THE six leaders of City Harvest Church are scheduled to find out on Wednesday if they can heave a sigh of relief, after their painstakingly long trial which lasted more than two years.

Church founder Kong Hee and his five deputies - Tan Ye Peng, Chew Eng Han, John Lam, Sharon Tan and Serina Wee - are fighting allegations that they conspired to misuse church funds to the tune of millions of dollars to further the music career of singer Sun Ho, who's also Kong's wife.

Five of the six, including Kong, are said to have misused S$24 million to fuel Ho's short-lived music career, while four of the six allegedly misappropriated some S$26 million by falsifying accounts to cover up the first sum.

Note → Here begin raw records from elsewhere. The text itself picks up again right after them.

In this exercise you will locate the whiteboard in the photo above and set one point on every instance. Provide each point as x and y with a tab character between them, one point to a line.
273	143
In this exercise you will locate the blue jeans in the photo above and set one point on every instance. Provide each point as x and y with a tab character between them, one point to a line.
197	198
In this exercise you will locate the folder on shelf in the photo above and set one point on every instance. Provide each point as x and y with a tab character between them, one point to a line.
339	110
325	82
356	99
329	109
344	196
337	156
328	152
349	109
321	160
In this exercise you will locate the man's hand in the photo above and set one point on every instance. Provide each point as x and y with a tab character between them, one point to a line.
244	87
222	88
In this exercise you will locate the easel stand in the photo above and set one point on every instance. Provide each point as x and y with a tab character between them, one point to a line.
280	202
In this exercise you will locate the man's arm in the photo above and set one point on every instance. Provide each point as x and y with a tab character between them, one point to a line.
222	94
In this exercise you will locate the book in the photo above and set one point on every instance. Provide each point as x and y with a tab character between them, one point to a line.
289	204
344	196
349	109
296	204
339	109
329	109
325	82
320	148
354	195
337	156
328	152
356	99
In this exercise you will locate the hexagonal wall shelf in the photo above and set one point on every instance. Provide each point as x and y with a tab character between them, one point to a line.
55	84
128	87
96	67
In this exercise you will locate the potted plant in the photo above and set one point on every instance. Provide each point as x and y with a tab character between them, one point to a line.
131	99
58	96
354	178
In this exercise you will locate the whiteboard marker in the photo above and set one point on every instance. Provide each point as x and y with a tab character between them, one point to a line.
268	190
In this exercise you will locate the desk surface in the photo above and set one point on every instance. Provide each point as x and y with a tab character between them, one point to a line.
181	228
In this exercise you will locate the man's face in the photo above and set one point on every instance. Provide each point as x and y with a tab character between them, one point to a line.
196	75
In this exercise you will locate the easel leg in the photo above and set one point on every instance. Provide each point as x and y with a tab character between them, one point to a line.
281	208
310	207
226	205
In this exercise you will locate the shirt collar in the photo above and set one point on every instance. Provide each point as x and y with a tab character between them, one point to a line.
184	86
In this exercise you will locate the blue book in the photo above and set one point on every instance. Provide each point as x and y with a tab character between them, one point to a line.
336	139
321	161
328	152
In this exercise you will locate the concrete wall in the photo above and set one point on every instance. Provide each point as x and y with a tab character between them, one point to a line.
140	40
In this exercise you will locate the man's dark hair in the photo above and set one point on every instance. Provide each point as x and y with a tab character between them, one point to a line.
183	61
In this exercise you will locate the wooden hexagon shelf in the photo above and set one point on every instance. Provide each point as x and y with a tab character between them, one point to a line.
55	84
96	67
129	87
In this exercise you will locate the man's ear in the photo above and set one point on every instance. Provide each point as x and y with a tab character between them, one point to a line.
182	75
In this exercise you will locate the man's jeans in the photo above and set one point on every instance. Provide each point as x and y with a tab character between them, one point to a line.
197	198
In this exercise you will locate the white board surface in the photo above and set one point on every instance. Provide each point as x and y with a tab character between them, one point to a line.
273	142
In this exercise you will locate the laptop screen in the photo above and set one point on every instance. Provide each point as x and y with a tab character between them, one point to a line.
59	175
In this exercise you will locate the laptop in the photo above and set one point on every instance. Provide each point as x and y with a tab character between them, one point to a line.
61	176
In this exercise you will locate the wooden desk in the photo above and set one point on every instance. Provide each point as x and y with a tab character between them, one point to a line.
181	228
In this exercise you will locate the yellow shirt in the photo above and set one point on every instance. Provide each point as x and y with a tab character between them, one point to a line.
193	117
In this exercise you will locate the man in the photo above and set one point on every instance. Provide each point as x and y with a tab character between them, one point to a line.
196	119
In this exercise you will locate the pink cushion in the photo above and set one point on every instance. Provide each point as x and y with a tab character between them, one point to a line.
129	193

Right off the bat, the saga - involving leaders of one of Singapore's megachurches - packed enough drama to set tongues wagging incessantly, from the Commercial Affairs Department's investigations into certain financial transactions of the church in May 2010 to the six leaders being hauled to court to be charged two years later.

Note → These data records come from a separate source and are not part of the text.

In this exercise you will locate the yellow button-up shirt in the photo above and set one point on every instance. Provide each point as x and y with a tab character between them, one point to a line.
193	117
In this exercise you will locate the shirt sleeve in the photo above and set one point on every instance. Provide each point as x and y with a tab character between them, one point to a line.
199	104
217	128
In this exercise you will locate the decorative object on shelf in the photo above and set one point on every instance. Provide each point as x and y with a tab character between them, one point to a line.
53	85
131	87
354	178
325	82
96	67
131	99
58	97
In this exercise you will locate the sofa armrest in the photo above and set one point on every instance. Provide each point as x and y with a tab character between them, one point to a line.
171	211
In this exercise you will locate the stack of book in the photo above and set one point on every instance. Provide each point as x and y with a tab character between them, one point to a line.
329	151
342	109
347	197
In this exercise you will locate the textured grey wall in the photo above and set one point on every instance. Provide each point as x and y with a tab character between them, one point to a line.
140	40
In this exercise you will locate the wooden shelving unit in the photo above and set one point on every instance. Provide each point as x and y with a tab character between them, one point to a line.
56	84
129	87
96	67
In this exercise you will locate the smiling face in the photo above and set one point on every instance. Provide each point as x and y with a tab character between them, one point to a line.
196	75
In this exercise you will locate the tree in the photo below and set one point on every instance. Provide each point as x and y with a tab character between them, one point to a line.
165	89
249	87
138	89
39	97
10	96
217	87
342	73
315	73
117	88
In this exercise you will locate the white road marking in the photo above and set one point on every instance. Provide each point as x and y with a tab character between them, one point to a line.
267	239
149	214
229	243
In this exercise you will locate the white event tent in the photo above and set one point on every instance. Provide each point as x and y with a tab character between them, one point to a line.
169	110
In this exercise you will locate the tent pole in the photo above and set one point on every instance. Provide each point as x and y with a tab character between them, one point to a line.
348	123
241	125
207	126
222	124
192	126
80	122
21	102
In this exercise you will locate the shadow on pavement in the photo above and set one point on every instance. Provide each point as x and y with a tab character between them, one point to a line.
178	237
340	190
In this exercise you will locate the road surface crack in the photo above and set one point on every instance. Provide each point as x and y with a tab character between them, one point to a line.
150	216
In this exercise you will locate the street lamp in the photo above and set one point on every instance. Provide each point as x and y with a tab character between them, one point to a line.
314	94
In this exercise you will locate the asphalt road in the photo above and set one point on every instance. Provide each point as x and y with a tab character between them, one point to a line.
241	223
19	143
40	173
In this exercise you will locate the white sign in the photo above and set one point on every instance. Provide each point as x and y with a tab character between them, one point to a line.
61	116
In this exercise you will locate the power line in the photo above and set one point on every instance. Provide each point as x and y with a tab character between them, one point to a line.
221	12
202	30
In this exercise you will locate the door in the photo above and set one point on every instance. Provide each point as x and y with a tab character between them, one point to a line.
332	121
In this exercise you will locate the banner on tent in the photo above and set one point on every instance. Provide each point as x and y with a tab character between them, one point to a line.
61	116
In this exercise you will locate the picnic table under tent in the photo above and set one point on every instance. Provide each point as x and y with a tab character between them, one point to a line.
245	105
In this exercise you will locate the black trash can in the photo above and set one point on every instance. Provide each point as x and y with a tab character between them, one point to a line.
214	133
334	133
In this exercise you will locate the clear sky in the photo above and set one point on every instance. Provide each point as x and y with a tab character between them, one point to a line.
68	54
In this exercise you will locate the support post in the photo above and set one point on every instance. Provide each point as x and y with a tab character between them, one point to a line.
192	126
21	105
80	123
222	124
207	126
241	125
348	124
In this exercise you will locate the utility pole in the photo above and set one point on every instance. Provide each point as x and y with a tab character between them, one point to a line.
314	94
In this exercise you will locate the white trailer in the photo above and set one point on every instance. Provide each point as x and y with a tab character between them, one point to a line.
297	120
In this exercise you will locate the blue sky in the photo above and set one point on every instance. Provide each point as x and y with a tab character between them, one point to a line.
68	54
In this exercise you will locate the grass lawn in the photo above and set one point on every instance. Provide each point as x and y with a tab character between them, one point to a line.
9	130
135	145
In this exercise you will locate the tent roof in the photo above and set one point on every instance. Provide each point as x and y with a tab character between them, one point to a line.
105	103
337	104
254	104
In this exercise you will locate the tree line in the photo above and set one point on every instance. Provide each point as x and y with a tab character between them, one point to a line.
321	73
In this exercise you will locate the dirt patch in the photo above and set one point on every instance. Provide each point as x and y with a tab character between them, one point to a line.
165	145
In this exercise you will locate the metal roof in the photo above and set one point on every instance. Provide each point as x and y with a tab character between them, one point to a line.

Naturally, the trial, which started in May 2013, caught the attention of many and the public gallery was packed for weeks, with some queueing outside the State Courts for a ticket to enter the courtroom.

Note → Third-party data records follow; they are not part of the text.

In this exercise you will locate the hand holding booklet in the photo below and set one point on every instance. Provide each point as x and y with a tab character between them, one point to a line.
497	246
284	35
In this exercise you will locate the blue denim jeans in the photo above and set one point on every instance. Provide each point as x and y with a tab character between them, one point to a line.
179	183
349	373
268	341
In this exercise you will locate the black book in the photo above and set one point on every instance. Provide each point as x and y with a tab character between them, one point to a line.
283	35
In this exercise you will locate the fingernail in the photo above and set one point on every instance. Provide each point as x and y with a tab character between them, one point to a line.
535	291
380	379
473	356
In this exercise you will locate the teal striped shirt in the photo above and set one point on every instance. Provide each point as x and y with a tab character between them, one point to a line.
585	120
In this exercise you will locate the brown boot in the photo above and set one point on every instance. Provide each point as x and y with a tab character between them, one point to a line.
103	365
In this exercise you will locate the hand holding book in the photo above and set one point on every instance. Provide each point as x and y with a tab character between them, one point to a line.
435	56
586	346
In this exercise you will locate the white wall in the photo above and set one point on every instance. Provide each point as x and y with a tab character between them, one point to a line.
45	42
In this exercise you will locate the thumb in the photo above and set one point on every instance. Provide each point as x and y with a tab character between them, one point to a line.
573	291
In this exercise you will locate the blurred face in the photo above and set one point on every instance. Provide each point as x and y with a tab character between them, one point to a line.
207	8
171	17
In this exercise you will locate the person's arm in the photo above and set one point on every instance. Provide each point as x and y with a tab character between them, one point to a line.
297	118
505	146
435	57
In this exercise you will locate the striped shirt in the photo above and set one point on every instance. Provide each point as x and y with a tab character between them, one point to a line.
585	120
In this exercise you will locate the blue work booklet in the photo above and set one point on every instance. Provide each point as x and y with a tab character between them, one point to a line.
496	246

In the days that followed, barbs were traded between the prosecution and the defence, and Ms Ho's pop music career - five Mandarin albums released between 2002 and 2007, and a yet-to-be-released English album - came under intense scrutiny.

The court was told that Ms Ho's foray into the US market involved a marketing budget of more than S$10 million and was described as being "in line with Shakira's marketing budget and less than the budget for Beyonce".

Email correspondences submitted in court showed that Kong had told the American music producers to "plan as if the sky's the limit" in their budgeting.

The push to promote Ms Ho's pop music is part of the Crossover Project to reach out to non-Christians.

Kong and his deputies had maintained that the board and church members knew about and supported the project, in which they poured millions into financing Ms Ho's secular music to evangelise. A key defence was that the six accused had acted on the advice of their lawyers and auditors, who cleared those financial transactions in question.

But the prosecution's position is that the six were sophisticated liars and had conspired to channel the monies to boost Ms Ho's career via "sham bond investments". Its case is that the group had "round-tripped" transactions to cover up the misdeed.

Whichever way the verdict swings, parties can still lodge an appeal so the finale might just be delayed.